Tiga pakar Al-Qur’an, Quraish Shihab, Said Agil Husin Al-Munawwar, dan KH. Bahauddin Nursalim atau Gus Baha menjadi narasumber dalam Lailatul Qur’an bertajuk “Pesan Wasathiyah Ulama Al-Qur’an” di Pesantren Krapyak Yogyakarta, Rabu malam (17/11/2022).
Hadir secara daring, Quraish Shihab yang juga pendiri Pesantren Bayt Al-Qur’an Jakarta menjelaskan bahwa untuk dapat bersikap wasathiyah seseorang harus tahu apa makna wasathiyah.
Menurutnya, wasathiyah tidak bisa dimaknai secara tekstual sebagai tengah-tengah. Lebih dari itu, wasathiyah adalah ketegasan seseorang untuk bersikap adil. Ia mengibaratkan seorang wasit di dalam pertandingan sepak bola.
“Seorang wasit yang memimpin pertandingan sepak bola tidak harus selalu berada di tengah, tetapi ia dituntut dapat menegakkan keadilan di lapangan,” terangnya.
Sementara itu, agar memiliki sikap wasathiyah atau sikap moderat dan toleran, menurut Said Agil Husin Al-Munawwar, seseorang harus mempunyai keluasan ilmu. Hal itu, menurutnya, tidak beda dengan seseorang yang ingin memahami Al-Qur’an, maka harus memiliki banyak ilmu, khususnya yang terkait dengan Al-Qur’an.
“Makanya tidak disebut ilmu Al-Qur’an, tetapi ‘Ulum Al-Qur’an, karena untuk memahami Al-Qur’an memang harus menguasai banyak ilmu,” jelas Pakar Al-Qur’an UIN Syarif Hidayatullah Jakarta itu.

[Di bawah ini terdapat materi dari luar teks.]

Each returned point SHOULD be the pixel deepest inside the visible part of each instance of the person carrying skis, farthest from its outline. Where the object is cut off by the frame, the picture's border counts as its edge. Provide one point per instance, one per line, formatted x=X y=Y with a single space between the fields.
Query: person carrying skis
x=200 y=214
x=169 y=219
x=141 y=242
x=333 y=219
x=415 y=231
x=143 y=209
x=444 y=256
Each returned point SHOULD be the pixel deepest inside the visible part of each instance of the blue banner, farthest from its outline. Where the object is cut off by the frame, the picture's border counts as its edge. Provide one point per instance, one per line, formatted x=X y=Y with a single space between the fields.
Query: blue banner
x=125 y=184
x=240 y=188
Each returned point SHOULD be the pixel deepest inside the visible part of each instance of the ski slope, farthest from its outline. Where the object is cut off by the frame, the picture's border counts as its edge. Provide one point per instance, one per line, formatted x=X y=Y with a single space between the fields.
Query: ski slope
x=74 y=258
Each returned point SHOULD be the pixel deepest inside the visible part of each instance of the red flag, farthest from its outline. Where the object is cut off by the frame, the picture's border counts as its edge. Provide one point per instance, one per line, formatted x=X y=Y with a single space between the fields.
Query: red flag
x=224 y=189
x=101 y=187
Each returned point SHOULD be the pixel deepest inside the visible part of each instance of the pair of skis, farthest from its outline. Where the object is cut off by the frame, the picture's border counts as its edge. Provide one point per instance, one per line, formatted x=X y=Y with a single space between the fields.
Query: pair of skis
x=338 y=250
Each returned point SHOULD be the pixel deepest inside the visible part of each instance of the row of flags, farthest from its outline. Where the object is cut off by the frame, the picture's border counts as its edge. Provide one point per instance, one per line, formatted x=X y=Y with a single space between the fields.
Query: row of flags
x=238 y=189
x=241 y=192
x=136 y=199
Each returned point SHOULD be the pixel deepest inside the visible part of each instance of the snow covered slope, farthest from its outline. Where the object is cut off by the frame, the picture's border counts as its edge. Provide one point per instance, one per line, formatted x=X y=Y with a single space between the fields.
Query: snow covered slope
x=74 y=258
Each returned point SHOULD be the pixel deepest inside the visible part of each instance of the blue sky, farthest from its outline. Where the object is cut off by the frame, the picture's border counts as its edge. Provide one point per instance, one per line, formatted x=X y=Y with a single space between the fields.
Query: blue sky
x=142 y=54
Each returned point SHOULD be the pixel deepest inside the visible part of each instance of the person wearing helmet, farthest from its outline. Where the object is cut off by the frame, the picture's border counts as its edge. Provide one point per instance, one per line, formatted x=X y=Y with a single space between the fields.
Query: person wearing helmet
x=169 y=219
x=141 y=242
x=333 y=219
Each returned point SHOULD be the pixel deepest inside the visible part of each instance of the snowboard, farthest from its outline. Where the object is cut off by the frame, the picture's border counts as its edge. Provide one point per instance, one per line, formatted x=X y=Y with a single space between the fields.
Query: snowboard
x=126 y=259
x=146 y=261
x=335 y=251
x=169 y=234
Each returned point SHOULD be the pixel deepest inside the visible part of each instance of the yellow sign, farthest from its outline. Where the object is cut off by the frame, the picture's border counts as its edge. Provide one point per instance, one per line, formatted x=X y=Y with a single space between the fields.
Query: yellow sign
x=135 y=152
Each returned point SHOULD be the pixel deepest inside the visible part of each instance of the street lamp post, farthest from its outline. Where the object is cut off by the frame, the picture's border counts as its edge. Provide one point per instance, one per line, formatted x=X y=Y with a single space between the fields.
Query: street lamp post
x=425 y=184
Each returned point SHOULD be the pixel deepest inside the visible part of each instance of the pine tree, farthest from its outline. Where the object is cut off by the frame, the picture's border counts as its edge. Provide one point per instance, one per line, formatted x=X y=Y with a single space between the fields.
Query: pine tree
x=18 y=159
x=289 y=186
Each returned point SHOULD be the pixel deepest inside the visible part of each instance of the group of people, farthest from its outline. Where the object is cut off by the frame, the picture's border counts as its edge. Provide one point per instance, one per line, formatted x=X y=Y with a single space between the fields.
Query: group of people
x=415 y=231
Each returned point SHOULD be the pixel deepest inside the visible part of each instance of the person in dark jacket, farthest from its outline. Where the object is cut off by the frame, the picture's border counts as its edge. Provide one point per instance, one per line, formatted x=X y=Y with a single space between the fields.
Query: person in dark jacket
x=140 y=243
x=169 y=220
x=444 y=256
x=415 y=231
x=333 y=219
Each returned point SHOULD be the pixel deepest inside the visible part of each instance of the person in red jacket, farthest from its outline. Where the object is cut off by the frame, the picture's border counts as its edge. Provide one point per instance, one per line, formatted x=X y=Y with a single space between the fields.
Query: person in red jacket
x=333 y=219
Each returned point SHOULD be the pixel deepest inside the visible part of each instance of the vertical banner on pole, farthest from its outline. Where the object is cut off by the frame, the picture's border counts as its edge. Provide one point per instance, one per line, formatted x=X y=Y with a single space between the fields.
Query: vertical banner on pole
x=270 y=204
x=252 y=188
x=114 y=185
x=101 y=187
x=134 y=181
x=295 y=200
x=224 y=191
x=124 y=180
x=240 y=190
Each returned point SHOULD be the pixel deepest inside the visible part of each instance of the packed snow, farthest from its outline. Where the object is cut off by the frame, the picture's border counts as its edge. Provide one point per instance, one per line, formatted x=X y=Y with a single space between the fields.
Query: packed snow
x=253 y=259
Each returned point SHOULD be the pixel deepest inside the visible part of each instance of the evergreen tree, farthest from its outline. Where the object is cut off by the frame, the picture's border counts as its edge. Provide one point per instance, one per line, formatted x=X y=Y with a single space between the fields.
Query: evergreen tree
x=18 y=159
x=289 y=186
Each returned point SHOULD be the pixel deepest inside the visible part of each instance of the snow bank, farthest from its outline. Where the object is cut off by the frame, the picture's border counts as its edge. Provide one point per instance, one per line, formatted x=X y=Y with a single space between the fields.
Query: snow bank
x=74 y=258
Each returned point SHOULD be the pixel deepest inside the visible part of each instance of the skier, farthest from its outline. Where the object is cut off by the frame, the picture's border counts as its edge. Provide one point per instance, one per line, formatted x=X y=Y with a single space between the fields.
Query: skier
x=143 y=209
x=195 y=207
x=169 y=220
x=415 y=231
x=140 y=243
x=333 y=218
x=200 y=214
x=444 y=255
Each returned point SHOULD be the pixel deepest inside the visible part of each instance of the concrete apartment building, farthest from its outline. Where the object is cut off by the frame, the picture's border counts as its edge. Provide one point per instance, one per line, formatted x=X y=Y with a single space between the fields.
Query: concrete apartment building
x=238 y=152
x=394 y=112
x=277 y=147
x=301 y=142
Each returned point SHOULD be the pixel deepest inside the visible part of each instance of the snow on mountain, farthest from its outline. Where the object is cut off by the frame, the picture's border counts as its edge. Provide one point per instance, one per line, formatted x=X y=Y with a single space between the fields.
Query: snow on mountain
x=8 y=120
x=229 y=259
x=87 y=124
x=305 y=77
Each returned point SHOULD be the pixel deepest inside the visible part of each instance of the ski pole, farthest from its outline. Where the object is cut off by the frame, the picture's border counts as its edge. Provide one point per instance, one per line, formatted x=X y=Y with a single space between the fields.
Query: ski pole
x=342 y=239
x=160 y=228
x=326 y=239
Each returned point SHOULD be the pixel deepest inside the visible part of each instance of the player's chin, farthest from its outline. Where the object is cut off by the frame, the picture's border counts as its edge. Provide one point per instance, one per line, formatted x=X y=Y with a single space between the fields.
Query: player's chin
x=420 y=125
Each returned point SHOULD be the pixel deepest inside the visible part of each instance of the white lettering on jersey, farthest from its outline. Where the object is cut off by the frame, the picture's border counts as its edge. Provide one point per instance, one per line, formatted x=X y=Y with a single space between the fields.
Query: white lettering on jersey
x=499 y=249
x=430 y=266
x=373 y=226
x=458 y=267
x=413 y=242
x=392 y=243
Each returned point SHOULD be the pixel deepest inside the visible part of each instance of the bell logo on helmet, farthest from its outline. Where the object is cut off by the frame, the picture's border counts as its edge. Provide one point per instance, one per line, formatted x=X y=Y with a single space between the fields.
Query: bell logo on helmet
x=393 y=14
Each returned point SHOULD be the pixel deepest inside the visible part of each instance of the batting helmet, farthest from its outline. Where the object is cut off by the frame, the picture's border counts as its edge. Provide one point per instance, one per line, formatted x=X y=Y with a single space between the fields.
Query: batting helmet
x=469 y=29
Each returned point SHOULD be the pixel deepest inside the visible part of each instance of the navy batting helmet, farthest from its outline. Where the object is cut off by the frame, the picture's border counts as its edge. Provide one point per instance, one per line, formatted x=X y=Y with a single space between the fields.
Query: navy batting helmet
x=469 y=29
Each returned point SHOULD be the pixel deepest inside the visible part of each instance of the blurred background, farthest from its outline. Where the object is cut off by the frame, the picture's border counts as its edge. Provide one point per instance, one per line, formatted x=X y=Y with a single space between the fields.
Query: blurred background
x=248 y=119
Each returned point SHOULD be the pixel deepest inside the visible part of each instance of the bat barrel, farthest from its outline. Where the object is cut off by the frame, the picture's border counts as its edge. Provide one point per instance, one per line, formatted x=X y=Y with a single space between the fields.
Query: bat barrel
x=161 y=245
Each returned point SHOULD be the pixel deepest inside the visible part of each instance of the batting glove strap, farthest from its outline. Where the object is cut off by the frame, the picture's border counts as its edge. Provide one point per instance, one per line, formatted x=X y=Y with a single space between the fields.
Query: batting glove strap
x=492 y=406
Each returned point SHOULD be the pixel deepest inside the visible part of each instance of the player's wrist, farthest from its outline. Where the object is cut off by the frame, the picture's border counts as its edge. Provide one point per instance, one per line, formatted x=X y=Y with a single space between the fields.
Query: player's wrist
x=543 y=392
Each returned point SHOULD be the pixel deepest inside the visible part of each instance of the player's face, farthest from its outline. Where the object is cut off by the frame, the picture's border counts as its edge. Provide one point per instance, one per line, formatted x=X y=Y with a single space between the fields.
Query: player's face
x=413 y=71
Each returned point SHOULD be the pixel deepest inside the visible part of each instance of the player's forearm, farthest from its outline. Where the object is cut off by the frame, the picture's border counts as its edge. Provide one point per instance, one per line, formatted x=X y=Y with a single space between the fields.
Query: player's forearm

Adapun Gus Baha menekankan sikap husnuzan agar seseorang memiliki sikap wasathiyah. Sebab, menurutnya, apa pun sikap seseorang bisa dilihat dan dimaknai dengan berbagai perspektif.
“Misalnya kedatangan saya kesini, apakah itu baik atau tidak, tergantung bagaimana perspektif yang digunakan,” ucapnya.
Dilihat dari perspektif bahwa kedatangan Gus Baha memberikan wawasan dan ilmu kepada hadirin, mungkin itu baik.
“Tetapi bagi santri-santri yang malam ini seharusnya belajar dengan saya, kedatangan saya kesini mungkin tidak baik,” ujarnya.
Itulah sebabnya seseorang harus mengedepankan sikap berbaik sangka atau husnuzan.